Betriebsleiter Strecker vermutet, dass der Brand in der Box des Gewerbemülls entstanden sein muss. „Das kann ein Akku gewesen sein, das kann aber durch die Hitze auch etwas anderes gewesen sein“, sagte er. Womöglich habe bei derzeitigen Sonneneinstrahlung sogar eine Glasscherbe ausgereicht, um den Müll in Brand zu setzen. Als die letzten Mitarbeiter am Donnerstagabend gegen 18 Uhr den Parkplatz verließen, habe jedenfalls noch nichts auf das Feuer hingedeutet.
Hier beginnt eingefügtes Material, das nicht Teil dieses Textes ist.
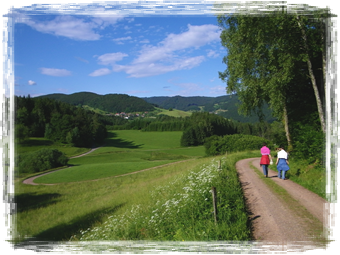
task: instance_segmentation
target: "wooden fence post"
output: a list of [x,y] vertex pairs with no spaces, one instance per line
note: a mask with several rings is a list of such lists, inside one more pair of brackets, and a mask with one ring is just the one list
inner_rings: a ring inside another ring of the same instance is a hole
[[213,196],[213,206],[214,206],[214,218],[215,218],[215,224],[217,223],[217,195],[216,195],[216,188],[211,188],[211,193]]
[[218,170],[221,170],[221,160],[218,161]]

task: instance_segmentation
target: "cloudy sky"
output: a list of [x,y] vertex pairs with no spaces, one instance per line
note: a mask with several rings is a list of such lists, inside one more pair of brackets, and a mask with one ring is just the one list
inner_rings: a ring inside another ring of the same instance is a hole
[[225,95],[226,50],[212,14],[13,16],[16,95]]

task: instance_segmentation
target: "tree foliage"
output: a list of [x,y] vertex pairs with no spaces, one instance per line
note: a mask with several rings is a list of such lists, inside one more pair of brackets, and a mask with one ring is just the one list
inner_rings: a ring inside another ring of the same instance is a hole
[[97,114],[49,98],[15,97],[16,136],[45,137],[78,147],[100,144],[106,127]]
[[19,143],[23,143],[25,140],[28,139],[29,130],[23,124],[15,125],[14,128],[11,129],[11,140],[18,140]]
[[324,130],[319,102],[324,101],[325,35],[324,23],[316,16],[273,11],[218,17],[227,49],[223,59],[227,68],[219,75],[227,83],[227,92],[238,94],[240,111],[246,115],[255,110],[261,116],[261,107],[268,103],[285,125],[290,149],[307,142],[293,130],[296,121],[302,126],[313,122],[316,130]]
[[76,106],[88,105],[106,112],[144,112],[152,111],[154,106],[145,100],[125,94],[98,95],[91,92],[79,92],[71,95],[49,94],[41,96]]
[[45,148],[19,156],[21,173],[36,173],[67,165],[68,158],[57,149]]
[[196,112],[192,114],[189,121],[190,125],[181,137],[181,146],[202,145],[210,136],[236,133],[233,121],[216,114]]
[[211,136],[204,143],[205,152],[209,156],[221,155],[246,150],[260,150],[266,143],[269,148],[273,149],[273,144],[265,139],[258,136],[233,134],[225,135],[223,137]]

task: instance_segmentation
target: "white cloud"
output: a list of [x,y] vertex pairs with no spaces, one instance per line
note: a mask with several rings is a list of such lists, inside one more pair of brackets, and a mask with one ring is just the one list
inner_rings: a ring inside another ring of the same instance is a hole
[[27,15],[17,14],[15,16],[16,22],[25,23],[39,32],[83,41],[99,40],[101,35],[95,30],[116,24],[123,18],[116,14],[96,15],[89,19],[60,15],[53,20],[37,21]]
[[198,49],[220,40],[215,25],[192,26],[181,34],[169,34],[159,45],[145,45],[129,65],[114,65],[116,72],[124,71],[130,77],[155,76],[175,70],[191,69],[204,60],[204,56],[187,56],[184,50]]
[[32,80],[28,81],[28,85],[35,85],[35,84],[37,84],[35,81],[32,81]]
[[127,36],[127,37],[112,39],[112,41],[114,41],[117,44],[123,44],[123,41],[128,41],[128,40],[131,40],[131,39],[132,39],[131,36]]
[[113,65],[117,61],[122,60],[123,58],[127,57],[128,55],[122,52],[115,52],[115,53],[106,53],[98,57],[98,64],[100,65]]
[[114,11],[105,11],[104,7],[98,7],[92,10],[93,21],[101,26],[101,28],[105,28],[109,25],[114,25],[119,21],[125,19],[125,16],[122,14],[117,14]]
[[56,69],[56,68],[45,68],[42,67],[40,68],[40,72],[45,75],[50,75],[50,76],[70,76],[72,73],[66,69]]
[[19,86],[17,83],[17,78],[10,75],[0,74],[0,84],[9,85],[9,86]]
[[111,73],[110,69],[108,69],[108,68],[101,68],[101,69],[98,69],[98,70],[90,73],[89,76],[96,77],[96,76],[107,75],[107,74],[110,74],[110,73]]
[[207,50],[207,55],[210,58],[217,58],[220,54],[214,50]]
[[139,41],[140,43],[150,43],[150,41],[148,39],[143,39],[141,41]]

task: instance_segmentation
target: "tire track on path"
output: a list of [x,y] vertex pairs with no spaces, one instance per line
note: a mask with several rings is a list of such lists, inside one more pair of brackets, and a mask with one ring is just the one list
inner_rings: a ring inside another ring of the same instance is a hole
[[[257,170],[252,169],[250,164]],[[236,163],[236,169],[250,211],[256,241],[282,245],[291,242],[305,242],[308,245],[314,243],[311,233],[325,223],[326,200],[293,181],[277,178],[277,172],[269,169],[268,177],[300,204],[299,208],[293,208],[289,201],[283,201],[256,173],[259,171],[262,174],[259,158],[240,160]],[[305,211],[315,218],[304,217]]]

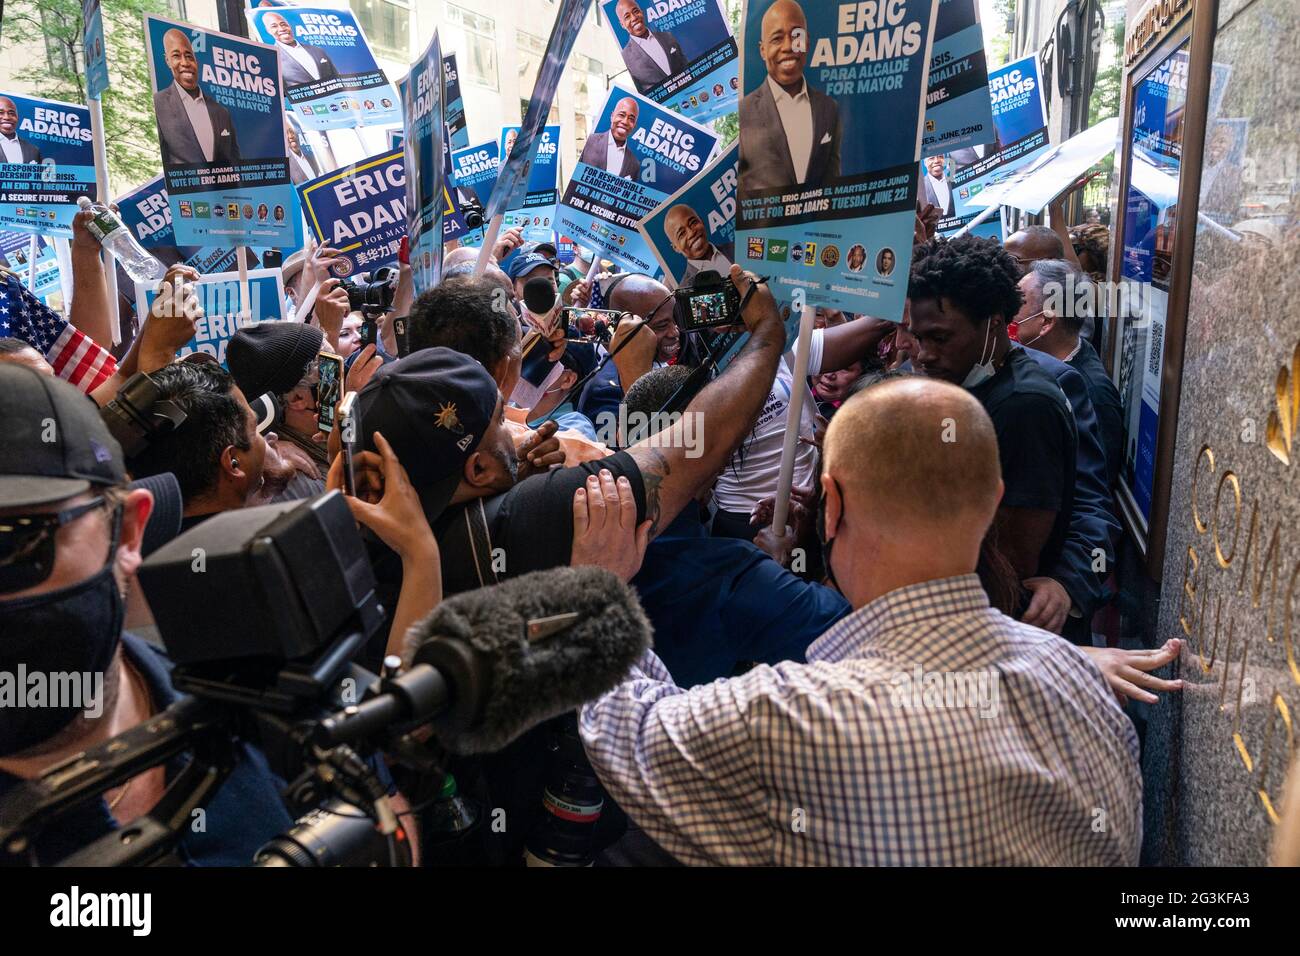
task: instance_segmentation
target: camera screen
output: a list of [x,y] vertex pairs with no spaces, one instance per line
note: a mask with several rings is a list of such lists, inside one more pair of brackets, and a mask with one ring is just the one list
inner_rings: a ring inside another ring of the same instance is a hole
[[727,294],[709,292],[691,296],[691,322],[694,325],[713,325],[727,317]]

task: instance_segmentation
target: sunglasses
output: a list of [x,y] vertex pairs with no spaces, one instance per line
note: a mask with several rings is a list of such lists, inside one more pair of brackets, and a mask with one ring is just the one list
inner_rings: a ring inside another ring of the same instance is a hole
[[54,539],[60,528],[108,503],[103,495],[47,514],[0,517],[0,594],[35,587],[54,572]]

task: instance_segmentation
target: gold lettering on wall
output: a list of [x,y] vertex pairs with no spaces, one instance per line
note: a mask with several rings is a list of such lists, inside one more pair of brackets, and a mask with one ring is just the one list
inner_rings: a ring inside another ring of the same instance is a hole
[[1201,446],[1201,450],[1196,453],[1196,461],[1192,464],[1192,525],[1197,534],[1205,534],[1210,530],[1210,526],[1201,520],[1200,502],[1196,497],[1196,479],[1201,473],[1202,458],[1210,460],[1210,474],[1214,474],[1214,450],[1209,445]]
[[[1154,6],[1160,8],[1161,6],[1170,7],[1173,5],[1178,4],[1161,4],[1158,2]],[[1143,14],[1143,19],[1139,23],[1139,30],[1151,29],[1151,9],[1149,7],[1147,12]],[[1146,24],[1146,27],[1143,27],[1143,24]],[[1296,433],[1300,431],[1300,342],[1296,343],[1291,356],[1290,367],[1284,366],[1278,372],[1272,392],[1273,394],[1270,397],[1275,400],[1276,408],[1269,413],[1268,417],[1267,448],[1269,453],[1278,461],[1290,465],[1296,457],[1300,457],[1300,451],[1296,448]],[[1265,461],[1268,461],[1267,457],[1265,457]],[[1236,598],[1247,594],[1247,584],[1249,584],[1250,603],[1248,610],[1258,611],[1263,605],[1264,638],[1267,642],[1273,643],[1276,640],[1275,635],[1281,635],[1286,649],[1287,669],[1290,672],[1293,686],[1300,686],[1300,662],[1297,662],[1295,652],[1296,641],[1300,640],[1300,634],[1297,634],[1296,631],[1296,604],[1300,601],[1300,561],[1296,561],[1293,565],[1289,576],[1284,573],[1282,567],[1283,555],[1289,553],[1289,548],[1285,547],[1285,545],[1294,542],[1287,540],[1287,535],[1284,532],[1290,529],[1282,526],[1275,510],[1276,492],[1266,489],[1262,495],[1256,495],[1248,499],[1243,492],[1239,471],[1233,467],[1228,467],[1229,464],[1225,462],[1225,467],[1220,472],[1214,450],[1208,444],[1201,446],[1192,462],[1189,502],[1192,530],[1196,535],[1210,532],[1210,540],[1214,545],[1215,560],[1202,565],[1196,547],[1188,546],[1183,561],[1182,587],[1178,592],[1178,622],[1188,639],[1188,650],[1196,656],[1202,673],[1206,675],[1213,673],[1215,665],[1220,660],[1219,638],[1226,626],[1226,645],[1222,657],[1223,675],[1218,678],[1219,711],[1227,713],[1229,710],[1228,683],[1232,680],[1231,672],[1233,666],[1236,665],[1240,669],[1237,671],[1235,693],[1231,702],[1233,746],[1241,757],[1241,762],[1245,766],[1247,773],[1255,775],[1255,789],[1260,802],[1263,804],[1269,819],[1276,824],[1278,822],[1278,811],[1269,793],[1269,770],[1271,767],[1276,770],[1278,760],[1285,760],[1282,765],[1283,768],[1285,768],[1286,764],[1295,760],[1297,750],[1295,730],[1292,726],[1291,711],[1286,699],[1282,696],[1281,690],[1274,688],[1262,746],[1252,758],[1251,747],[1242,734],[1242,707],[1243,705],[1253,706],[1257,700],[1257,677],[1252,676],[1248,685],[1246,671],[1250,661],[1252,638],[1256,636],[1259,629],[1249,616],[1242,619],[1241,612],[1247,610],[1246,607],[1234,607],[1234,605],[1238,603],[1235,600]],[[1204,502],[1200,497],[1200,476],[1203,471],[1208,471],[1211,477],[1218,476],[1214,491],[1213,510],[1209,515],[1208,522],[1202,508]],[[1228,530],[1229,521],[1225,516],[1223,507],[1225,490],[1231,493],[1231,531]],[[1241,562],[1241,571],[1233,575],[1236,579],[1234,588],[1232,578],[1225,578],[1222,582],[1214,580],[1217,576],[1215,568],[1217,566],[1221,570],[1231,571],[1241,540],[1242,517],[1245,513],[1247,500],[1250,502],[1250,521],[1246,531],[1246,545]],[[1285,590],[1280,595],[1282,598],[1280,609],[1278,607],[1279,578],[1285,586]],[[1267,594],[1265,594],[1266,583]],[[1225,604],[1228,605],[1226,608],[1226,623],[1224,621]],[[1210,627],[1208,613],[1211,610],[1214,614],[1212,638],[1208,633]],[[1239,642],[1241,652],[1240,660],[1234,661],[1233,646],[1238,643],[1236,640],[1236,625],[1238,623],[1242,625],[1241,641]],[[1209,642],[1208,654],[1207,641]],[[1279,744],[1283,743],[1283,741],[1278,740],[1277,725],[1279,722],[1282,724],[1285,733],[1284,749],[1279,746]],[[1281,753],[1278,752],[1279,749],[1282,750]],[[1276,786],[1274,786],[1274,789],[1276,789]]]
[[1291,765],[1295,759],[1295,730],[1291,726],[1291,711],[1282,699],[1280,693],[1273,694],[1273,709],[1268,715],[1268,725],[1264,728],[1264,747],[1259,755],[1259,776],[1256,778],[1256,789],[1259,792],[1260,802],[1264,804],[1264,810],[1268,813],[1268,818],[1275,824],[1278,822],[1277,808],[1273,804],[1272,797],[1268,793],[1268,767],[1269,761],[1273,755],[1273,732],[1277,725],[1277,717],[1281,715],[1282,726],[1286,729],[1286,763],[1282,765],[1283,770]]
[[[1223,486],[1231,482],[1232,484],[1232,550],[1225,556],[1223,553],[1223,543],[1219,538],[1219,499],[1223,497]],[[1218,559],[1219,567],[1226,569],[1232,564],[1233,555],[1237,553],[1237,538],[1241,535],[1241,482],[1237,476],[1230,471],[1225,471],[1223,477],[1219,479],[1219,487],[1214,492],[1214,556]]]
[[1296,342],[1291,367],[1283,365],[1274,388],[1277,410],[1269,412],[1265,436],[1268,450],[1284,465],[1291,464],[1291,445],[1300,427],[1300,342]]

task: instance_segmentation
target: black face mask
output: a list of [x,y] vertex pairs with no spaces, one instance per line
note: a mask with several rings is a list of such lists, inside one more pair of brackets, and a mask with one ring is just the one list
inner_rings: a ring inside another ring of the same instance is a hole
[[[834,481],[835,479],[832,478],[831,480]],[[835,487],[837,490],[839,489],[838,484]],[[842,494],[840,499],[843,500]],[[817,501],[817,540],[822,545],[822,565],[826,568],[826,577],[835,586],[835,590],[843,594],[844,589],[840,587],[840,582],[835,580],[835,569],[831,567],[831,548],[835,545],[835,539],[826,537],[826,489],[824,487],[822,488],[821,498]]]
[[[4,705],[0,756],[21,753],[49,740],[92,706],[89,700],[72,702],[75,706],[50,706],[55,701],[49,695],[58,684],[53,675],[101,674],[105,677],[98,686],[104,686],[126,615],[126,603],[113,577],[120,527],[119,511],[113,519],[108,562],[97,574],[48,594],[0,601],[0,681],[12,682],[11,690],[25,695],[28,687],[18,683],[21,664],[27,675],[44,676],[47,693],[45,705],[34,707],[15,706],[16,701],[0,697]],[[30,676],[25,683],[30,683]],[[80,677],[75,686],[85,686]]]

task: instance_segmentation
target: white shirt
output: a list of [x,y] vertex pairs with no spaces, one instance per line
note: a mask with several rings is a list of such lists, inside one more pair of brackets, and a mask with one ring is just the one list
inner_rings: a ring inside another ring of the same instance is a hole
[[641,52],[655,61],[655,66],[663,70],[664,75],[668,74],[668,53],[664,50],[663,45],[658,40],[653,36],[648,36],[645,39],[642,39],[641,37],[634,37],[631,34],[628,34],[628,38],[641,48]]
[[[808,351],[808,374],[820,375],[822,370],[822,343],[824,329],[813,329]],[[798,348],[798,342],[795,343]],[[781,473],[781,452],[785,446],[785,423],[789,415],[790,393],[794,388],[794,356],[792,350],[776,367],[776,381],[763,402],[753,431],[745,436],[740,448],[722,470],[713,489],[714,500],[724,511],[748,517],[754,505],[776,494],[776,482]],[[817,403],[807,385],[800,383],[806,394],[803,414],[799,418],[799,434],[813,437],[816,425]],[[817,469],[817,449],[799,443],[794,453],[794,483],[807,487],[812,484]]]
[[308,179],[315,179],[317,173],[311,168],[311,163],[307,162],[306,156],[299,156],[293,150],[289,150],[289,162],[293,163]]
[[725,276],[731,271],[731,260],[718,251],[718,247],[709,246],[713,250],[713,255],[708,259],[687,259],[695,267],[696,272],[708,272],[712,270],[718,275]]
[[772,99],[776,101],[776,112],[781,117],[781,128],[785,130],[785,142],[790,148],[790,159],[794,162],[794,177],[802,183],[808,178],[808,164],[812,162],[813,151],[813,115],[812,99],[808,96],[808,84],[794,96],[781,88],[769,76],[768,88]]
[[627,154],[627,143],[622,146],[614,142],[614,134],[609,134],[609,145],[605,147],[605,171],[615,176],[623,173],[623,157]]
[[6,162],[21,163],[23,161],[23,148],[18,144],[17,136],[0,135],[0,150],[4,152]]
[[194,128],[199,148],[203,150],[203,158],[212,162],[216,134],[212,130],[212,117],[208,115],[208,103],[203,98],[203,91],[191,95],[184,87],[177,86],[176,90],[180,93],[181,103],[185,105],[185,113],[190,118],[190,126]]
[[307,71],[313,80],[320,79],[320,67],[316,65],[315,57],[308,53],[301,43],[295,43],[293,46],[288,46],[287,44],[281,43],[277,40],[275,45],[277,49],[289,54],[289,56],[301,63],[302,68]]
[[925,181],[928,182],[930,184],[930,188],[934,190],[934,198],[939,200],[939,208],[947,209],[948,197],[952,195],[952,187],[948,185],[948,180],[942,176],[940,176],[938,179],[935,179],[929,173],[926,173],[925,175],[926,175]]

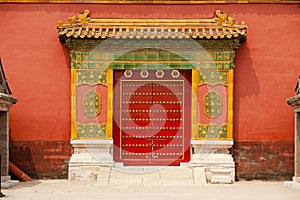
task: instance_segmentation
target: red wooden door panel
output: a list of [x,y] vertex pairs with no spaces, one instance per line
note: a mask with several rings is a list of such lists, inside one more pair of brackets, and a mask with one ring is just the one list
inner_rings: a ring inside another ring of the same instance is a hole
[[181,74],[177,76],[176,71],[114,71],[115,161],[125,165],[189,161],[191,72],[177,71]]

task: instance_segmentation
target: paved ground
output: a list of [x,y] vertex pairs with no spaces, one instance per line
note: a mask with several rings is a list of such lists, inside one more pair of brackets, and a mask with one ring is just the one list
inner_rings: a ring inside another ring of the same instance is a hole
[[[113,184],[100,186],[97,181],[40,180],[20,183],[11,189],[2,189],[8,200],[299,200],[300,190],[284,187],[283,182],[236,182],[228,185],[185,185],[180,183]],[[130,183],[130,181],[129,181]]]

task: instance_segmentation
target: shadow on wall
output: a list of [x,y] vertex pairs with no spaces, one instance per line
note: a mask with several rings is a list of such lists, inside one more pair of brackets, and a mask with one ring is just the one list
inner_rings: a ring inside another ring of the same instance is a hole
[[252,67],[252,58],[247,42],[241,45],[235,57],[234,75],[234,137],[238,133],[240,100],[241,98],[256,96],[259,94],[259,81]]
[[71,69],[71,56],[70,56],[70,50],[68,49],[68,47],[66,47],[65,45],[61,44],[61,49],[64,53],[64,57],[65,57],[65,61],[66,61],[66,66],[68,68],[68,70],[70,71]]
[[239,132],[241,100],[259,95],[260,83],[252,66],[247,42],[237,50],[235,63],[233,156],[236,179],[290,180],[294,166],[293,142],[238,141],[239,134],[243,134]]
[[[13,141],[10,141],[9,146],[9,161],[31,178],[38,178],[30,147],[26,144],[14,143]],[[12,178],[17,179],[16,177]]]

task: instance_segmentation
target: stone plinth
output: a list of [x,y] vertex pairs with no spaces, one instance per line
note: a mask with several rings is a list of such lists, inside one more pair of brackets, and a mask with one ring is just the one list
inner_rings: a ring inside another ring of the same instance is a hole
[[[1,70],[0,70],[1,74]],[[1,78],[0,78],[1,80]],[[0,87],[1,88],[1,87]],[[1,181],[10,180],[9,167],[9,109],[17,99],[0,92],[0,155],[1,155]]]
[[300,94],[290,97],[286,101],[295,112],[295,172],[293,181],[300,184]]
[[71,140],[69,180],[96,180],[101,167],[113,167],[112,140]]
[[192,168],[204,168],[207,182],[233,183],[235,164],[229,149],[232,140],[192,140]]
OB-Stellvertreter Kuhn nahm an Lagebesprechungen teil

Der Betriebsleiter war voll des Lobes für den Einsatz von Feuerwehr, Rettungsdienst, Polizei und THW. „Wir sind beeindruckt, wie schnell und beherzt alle gehandelt haben“, sagte der Firmenvertreter im Namen der gesamten Geschäftsleitung. Ähnlich äußerte sich OB-Stellvertreter Matthias Kuhn (SPD), der sich noch am Abend ein Bild vor Ort machte und an zwei Lagebesprechungen teilnahm. „Alles ging Hand in Hand“, schilderte der Kommunalpolitiker seine Eindrücke. Für ihn sei es „das Allerwichtigste“ gewesen, dass es keine Verletzten gab. Und so konnte ein Rettungshubschrauber, der sich auf dem Rückflug von einem anderen Notfall befand und kurzzeitig über der Einsatzstelle im Schwandorfer Stadtsüden kreiste, schnell in Richtung Weiden abdrehen.

Sie waren bei dem Brand in Schwandorf im Einsatz

• Feuerwehr: Etwa 75 Einsatzkräfte waren mit den Löscharbeiten beschäftigt. Im Einsatz waren die Feuerwehren Schwandorf, Dachelhofen, Ettmannsdorf, Büchelkühn sowie die Unterstützungsgruppe Örtliche Einsatzleitung. Die Einsatzleitung lag bei dem Dachelhofer Kommandanten Georg Guldan. Unterstützt wurde er von Kreisbrandrat Christian Demleitner und Stadtbrandinspektor Klaus Brunner sowie weiteren Führungskräften der Kreisbrandinspektion.

• Rettungsdienst: Mit der Besatzung von zwei Rettungswagen wurde der Einsatz der Atemschutzträger abgesichert, berichtete Einsatzleiter Rettungsdienst Dominik Lehner. Ferner stellte die Schnelleinsatzgruppe Betreuung die Verpflegung der Einsatzkräfte sicher.

• THW: Neben dem Fachberater des Technischen Hilfswerks waren mehrere Helfer des örtlichen Verbandes am Brandort. Sie bauten eine großflächige Beleuchtung auf, wie THW-Pressesprecher Andreas Löw mitteilte.

• Polizei: Es waren mehrere Streifen vor Ort, auch um das betroffene Firmengelände abzusichern und zeitweise den Verkehr zu regeln.